State legislation (GMA) created RTPOs. An RTPO covers both urban and rural areas and receives state funding in support of its planning efforts. Federal legislation created Metropolitan Planning Organizations (MPOs). An MPO covers an urbanized area and receives federal funding in support of its planning efforts. MPOs and RTPOs serve the same basic transportation planning functions – develop a long-range plan, coordinate within a region, and prepare a transportation improvement program. The federal MPO and state RTPO requirements of these organizations are complementary. The lead agency for a RTPO is also the lead agency for the MPO within the region (except Lewis-Clark Valley MPO because it is a bi-state organization)

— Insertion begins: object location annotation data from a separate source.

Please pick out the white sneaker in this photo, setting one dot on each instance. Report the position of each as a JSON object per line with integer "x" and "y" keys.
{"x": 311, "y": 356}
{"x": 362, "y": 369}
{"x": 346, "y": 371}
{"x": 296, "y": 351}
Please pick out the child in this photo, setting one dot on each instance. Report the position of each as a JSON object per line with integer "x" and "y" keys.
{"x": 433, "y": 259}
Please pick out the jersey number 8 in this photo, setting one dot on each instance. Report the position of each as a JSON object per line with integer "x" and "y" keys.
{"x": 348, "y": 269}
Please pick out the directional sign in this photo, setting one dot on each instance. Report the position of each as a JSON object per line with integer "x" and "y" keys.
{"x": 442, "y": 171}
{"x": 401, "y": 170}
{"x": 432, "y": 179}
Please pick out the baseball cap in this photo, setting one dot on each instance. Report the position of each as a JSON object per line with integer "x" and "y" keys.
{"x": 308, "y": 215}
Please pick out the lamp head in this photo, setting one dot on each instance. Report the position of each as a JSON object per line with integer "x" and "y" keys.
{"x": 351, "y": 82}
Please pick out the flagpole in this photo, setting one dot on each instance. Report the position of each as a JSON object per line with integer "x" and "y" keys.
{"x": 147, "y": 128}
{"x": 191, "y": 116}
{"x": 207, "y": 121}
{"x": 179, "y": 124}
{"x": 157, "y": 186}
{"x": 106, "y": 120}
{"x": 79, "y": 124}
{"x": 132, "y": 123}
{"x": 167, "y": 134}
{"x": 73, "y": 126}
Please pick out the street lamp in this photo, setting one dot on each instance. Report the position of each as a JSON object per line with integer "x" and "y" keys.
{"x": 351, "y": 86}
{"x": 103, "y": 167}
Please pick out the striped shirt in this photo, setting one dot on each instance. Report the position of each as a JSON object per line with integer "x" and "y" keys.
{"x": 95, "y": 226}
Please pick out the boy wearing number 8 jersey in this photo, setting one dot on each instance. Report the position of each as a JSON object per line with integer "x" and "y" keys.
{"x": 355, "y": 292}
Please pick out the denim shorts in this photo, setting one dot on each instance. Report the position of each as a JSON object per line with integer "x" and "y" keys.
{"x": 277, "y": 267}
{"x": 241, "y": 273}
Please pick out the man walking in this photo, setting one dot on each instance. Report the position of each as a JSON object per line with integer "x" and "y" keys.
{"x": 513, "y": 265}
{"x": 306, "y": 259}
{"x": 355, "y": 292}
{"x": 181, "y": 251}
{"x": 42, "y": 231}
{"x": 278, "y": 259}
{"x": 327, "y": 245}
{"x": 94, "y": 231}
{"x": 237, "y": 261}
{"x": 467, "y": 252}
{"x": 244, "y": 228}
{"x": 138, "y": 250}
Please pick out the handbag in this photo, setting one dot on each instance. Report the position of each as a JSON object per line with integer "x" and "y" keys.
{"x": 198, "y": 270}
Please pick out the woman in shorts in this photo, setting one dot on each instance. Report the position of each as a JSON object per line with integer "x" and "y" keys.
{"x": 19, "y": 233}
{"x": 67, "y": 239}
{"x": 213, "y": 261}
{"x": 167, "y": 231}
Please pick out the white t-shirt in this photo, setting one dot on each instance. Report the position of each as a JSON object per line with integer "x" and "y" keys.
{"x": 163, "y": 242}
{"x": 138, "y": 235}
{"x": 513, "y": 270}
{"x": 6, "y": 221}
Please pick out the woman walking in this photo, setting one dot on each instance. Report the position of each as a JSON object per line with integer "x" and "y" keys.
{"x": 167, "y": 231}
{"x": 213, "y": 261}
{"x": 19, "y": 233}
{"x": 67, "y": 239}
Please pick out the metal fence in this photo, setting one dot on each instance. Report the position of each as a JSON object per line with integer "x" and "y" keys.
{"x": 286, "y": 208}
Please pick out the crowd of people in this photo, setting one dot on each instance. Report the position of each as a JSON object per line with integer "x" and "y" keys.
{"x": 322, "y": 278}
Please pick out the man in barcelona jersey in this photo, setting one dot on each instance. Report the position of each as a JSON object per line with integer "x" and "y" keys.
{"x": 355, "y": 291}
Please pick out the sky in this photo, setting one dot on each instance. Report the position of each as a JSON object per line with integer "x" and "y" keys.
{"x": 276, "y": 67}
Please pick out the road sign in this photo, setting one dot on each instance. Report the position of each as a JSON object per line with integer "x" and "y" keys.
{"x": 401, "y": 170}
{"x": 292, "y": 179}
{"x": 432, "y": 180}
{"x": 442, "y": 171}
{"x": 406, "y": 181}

MPOs Relationship to Regional Transportation Planning

Organizations (RTPOs)

In 1990, the Washington State Legislature passed the Growth Management Act (GMA) authorizing the Regional Transportation Planning Program. This program, contained in Part 3 of the Act (RCW 47,80), created a formal mechanism for local governments and the state to coordinate transportation planning for regional transportation facilities. The Act authorized the creation of Regional Transportation Planning Organizations  (RTPOs). This transportation planning mechanism is available to all counties and cities statewide and is formed through voluntary association of local governments within a county or within geographically contiguous counties. As RTPOs are the same organization as the designated MPOs, this integrates the RTPO Program with the MPO Program in UZAs. The RTPO Program extends transportation planning by MPOs to rural areas currently not covered by the federal program. The WSDOT administers these two programs jointly, without duplication. The GMA requires the RTPOs to create a transportation policy board. The board’s primary function is to provide policy direction to the MPO/RTPO and to have representation of major transportation employers within the region. Once the RTPO is designated, it designates a lead-planning agency to staff the RTPO. The lead agency may be a regional council; a county, a city, or town agency; or a WSDOT office. The minimum state requirement mandates RTPOs have representation by all counties within the region and 60 percent of the cities and towns.

Which Counties participate in RTPOs?

There are 14 RTPOs covering 37 of the 39 counties in Washington. Okanogan and San Juan Counties are not part of any RTPO.

What is the WSDOT’s role with RTPOs?

WSDOT provides administrative and technical assistance, supports RTPO coordination activities, and actively participates in the regional transportation planning process.